Its chair, Eddie Crouch, said: ‘From GP surgeries to A&E, the crisis in NHS dentistry is piling pressure on every corner of our health service.
‘Our medical colleagues can offer pain relief or antibiotics, but these won’t cure toothache.
‘Patients in dental pain need a dentist, but any progress hinges on real reform and investment. Until then millions will have nowhere to go.’
Dental charges and ongoing access problems have long pushed patients from high street dentistry to A&E services and general practice, the BDA says.
However, access problems have escalated, with unmet need for dentistry now standing at 12 million – or one in four of England’s adult population.

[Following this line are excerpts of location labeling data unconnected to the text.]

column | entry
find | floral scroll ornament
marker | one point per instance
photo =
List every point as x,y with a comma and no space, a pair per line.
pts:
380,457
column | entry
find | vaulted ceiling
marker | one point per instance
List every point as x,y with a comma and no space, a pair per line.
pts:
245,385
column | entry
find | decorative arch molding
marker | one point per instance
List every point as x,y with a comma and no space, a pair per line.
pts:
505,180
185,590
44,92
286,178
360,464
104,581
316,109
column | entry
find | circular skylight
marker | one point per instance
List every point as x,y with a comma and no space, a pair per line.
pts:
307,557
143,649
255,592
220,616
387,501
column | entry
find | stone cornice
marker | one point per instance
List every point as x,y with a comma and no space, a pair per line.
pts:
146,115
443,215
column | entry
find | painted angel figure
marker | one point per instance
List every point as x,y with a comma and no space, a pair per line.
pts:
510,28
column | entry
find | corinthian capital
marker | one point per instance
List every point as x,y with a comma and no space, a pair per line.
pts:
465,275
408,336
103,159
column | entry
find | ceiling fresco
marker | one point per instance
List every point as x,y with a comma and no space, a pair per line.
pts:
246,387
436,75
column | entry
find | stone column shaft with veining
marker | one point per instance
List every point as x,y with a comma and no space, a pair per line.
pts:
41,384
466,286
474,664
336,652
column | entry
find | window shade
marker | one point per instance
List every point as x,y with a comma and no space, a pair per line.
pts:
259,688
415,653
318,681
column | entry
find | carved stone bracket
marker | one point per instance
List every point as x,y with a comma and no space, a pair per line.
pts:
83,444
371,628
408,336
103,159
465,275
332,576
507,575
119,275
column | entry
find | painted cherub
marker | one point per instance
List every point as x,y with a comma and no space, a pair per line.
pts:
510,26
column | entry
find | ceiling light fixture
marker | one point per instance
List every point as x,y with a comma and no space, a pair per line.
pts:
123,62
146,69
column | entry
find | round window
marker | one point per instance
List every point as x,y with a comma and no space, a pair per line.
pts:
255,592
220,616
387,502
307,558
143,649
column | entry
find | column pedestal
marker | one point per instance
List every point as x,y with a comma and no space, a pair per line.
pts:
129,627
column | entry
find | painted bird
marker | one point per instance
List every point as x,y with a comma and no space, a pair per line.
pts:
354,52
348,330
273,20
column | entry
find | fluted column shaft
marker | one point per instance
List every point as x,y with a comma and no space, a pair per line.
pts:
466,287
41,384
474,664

In addition, tooth decay remains the number one reason for hospital admissions among young children in England.
Reform the contract
Other promises include:
- Reform the NHS dental contract
- Offer incentives for new dentists to work in areas with the greatest need, so that those who need an appointment will be able to get one
- Introduce supervised toothbrushing in schools for three to five year olds, targeted at the areas with highest childhood tooth decay
- Shift the focus to prevention, so that in the long term, everyone who needs NHS dentistry can access it.
The plans will cost £111 million a year in total, and will be funded by abolishing the non-dom tax status, the party says.
The news was welcomed by Toothless in England, a campaign group advocating for ‘an NHS dentist for everyone’.